WILLIAM BORDEN

"No reserves. No retreats. No regrets."

In 1904 William Borden graduated from a Chicago high school. As heir to the Borden Dairy estate, he was already a millionaire. For his high school graduation present, his parents gave him a trip around the world. As he traveled through Asia, the Middle East, and Europe, Borden felt a growing burden for the world's hurting people. Finally, he wrote home to say, "I'm going to give my life to prepare for the mission field." After making this decision, William Borden wrote two words in the back of his Bible: "No Reserves."

Borden arrived at Yale University (Connecticut) in 1905 trying to look like just one more freshman. During his first semester at Yale, Borden started a movement that transformed the campus. His small morning prayer group was the beginning of the daily groups of prayer that spread to the whole campus. By the end of his first year, 150 freshman were meeting for weekly Bible study and prayer. By the time he was a senior, one thousand out of Yale's 1,300 students were meeting in such groups.

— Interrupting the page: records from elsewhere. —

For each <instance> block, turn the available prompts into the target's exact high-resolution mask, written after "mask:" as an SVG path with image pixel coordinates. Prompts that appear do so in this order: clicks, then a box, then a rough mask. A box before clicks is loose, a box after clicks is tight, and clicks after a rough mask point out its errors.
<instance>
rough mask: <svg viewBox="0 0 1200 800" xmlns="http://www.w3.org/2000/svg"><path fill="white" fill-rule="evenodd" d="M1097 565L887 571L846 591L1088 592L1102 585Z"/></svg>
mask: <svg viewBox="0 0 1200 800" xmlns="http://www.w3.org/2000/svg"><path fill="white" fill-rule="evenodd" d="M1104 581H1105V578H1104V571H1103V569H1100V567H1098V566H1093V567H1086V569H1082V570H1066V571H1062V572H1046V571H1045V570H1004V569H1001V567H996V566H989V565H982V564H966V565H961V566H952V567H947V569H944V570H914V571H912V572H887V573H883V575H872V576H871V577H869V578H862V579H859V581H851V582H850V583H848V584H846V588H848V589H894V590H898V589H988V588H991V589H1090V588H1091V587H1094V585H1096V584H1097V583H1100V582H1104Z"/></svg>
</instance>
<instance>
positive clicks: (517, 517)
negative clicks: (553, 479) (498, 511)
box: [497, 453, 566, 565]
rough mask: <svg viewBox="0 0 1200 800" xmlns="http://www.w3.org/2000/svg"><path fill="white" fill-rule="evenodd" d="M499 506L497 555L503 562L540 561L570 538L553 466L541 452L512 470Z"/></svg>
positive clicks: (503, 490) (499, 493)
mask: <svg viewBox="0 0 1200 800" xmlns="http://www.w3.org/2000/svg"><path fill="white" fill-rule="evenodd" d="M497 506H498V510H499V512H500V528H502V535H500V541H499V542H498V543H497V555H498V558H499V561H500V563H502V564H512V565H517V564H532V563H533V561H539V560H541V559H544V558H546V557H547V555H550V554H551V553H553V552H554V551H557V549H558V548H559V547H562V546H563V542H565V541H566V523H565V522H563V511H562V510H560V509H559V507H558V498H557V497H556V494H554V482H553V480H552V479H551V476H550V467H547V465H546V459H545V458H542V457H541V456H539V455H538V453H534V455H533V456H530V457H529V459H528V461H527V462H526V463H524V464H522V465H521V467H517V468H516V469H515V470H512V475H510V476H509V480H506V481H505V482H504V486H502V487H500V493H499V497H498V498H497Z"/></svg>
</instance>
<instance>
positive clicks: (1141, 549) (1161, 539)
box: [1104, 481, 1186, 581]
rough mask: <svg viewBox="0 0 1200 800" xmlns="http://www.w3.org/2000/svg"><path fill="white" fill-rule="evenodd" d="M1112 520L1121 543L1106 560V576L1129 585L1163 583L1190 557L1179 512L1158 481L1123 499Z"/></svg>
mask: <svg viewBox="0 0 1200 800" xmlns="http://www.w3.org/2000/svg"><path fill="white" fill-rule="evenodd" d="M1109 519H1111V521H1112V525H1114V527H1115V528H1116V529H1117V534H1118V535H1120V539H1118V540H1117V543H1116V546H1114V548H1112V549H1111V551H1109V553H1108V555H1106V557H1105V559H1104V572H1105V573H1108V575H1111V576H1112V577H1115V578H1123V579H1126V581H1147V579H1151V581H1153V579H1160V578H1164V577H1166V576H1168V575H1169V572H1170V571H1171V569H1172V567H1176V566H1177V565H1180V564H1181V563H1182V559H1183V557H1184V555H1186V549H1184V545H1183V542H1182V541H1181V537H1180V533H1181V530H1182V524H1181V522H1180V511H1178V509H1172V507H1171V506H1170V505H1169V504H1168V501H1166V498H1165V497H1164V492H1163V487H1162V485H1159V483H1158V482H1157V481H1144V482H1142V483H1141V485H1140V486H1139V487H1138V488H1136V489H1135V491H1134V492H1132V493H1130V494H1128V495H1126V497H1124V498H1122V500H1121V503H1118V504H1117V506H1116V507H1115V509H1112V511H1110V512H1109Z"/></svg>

Borden's outreach ministry was not confined to the Yale campus. He rescued drunks from the streets of New Haven. To rehabilitate them, he founded the Yale Hope Mission. "He might often be found in the lower parts of the city at night, on the street, in a cheap lodging house or some restaurant to which he had taken a poor hungry fellow to feed him, seeking to lead men to Christ."
Borden's missionary call narrowed to the Muslims in China. Once that goal was in sight, Borden never wavered. He also inspired his classmates to consider missionary service. One of them said: "He certainly was one of the strongest characters I have ever known, and he put backbone into the rest of us at college. There was real iron in him, and I always felt he was of the stuff martyrs were made of, and heroic missionaries of more modern times. "

Upon graduation from Yale, Borden turned down some high paying job offers. He also wrote two more words in his Bible: "No Retreats."

William Borden went on to graduate work at Princeton Seminary in New Jersey. When he finished his studies at Princeton, he sailed for China. Because he was hoping to work with Muslims, he stopped first in Egypt to study Arabic. While there, he contracted spinal meningitis. Within a month 25-year-old William Borden was dead.

When news of the death of William Whiting Borden was cabled back to the U.S. from Egypt, "a wave of sorrow went round the world. Borden not only gave (away) his wealth, but himself, in a way so joyous and natural that it (seemed) a privilege rather than a sacrifice." 

Was Borden's untimly death a waste? Not in God's plan. Prior to his death, Borden had written two more words in his Bible. Underneath the words "No Reserves" and "No Retreats," he had written: "No Regrets."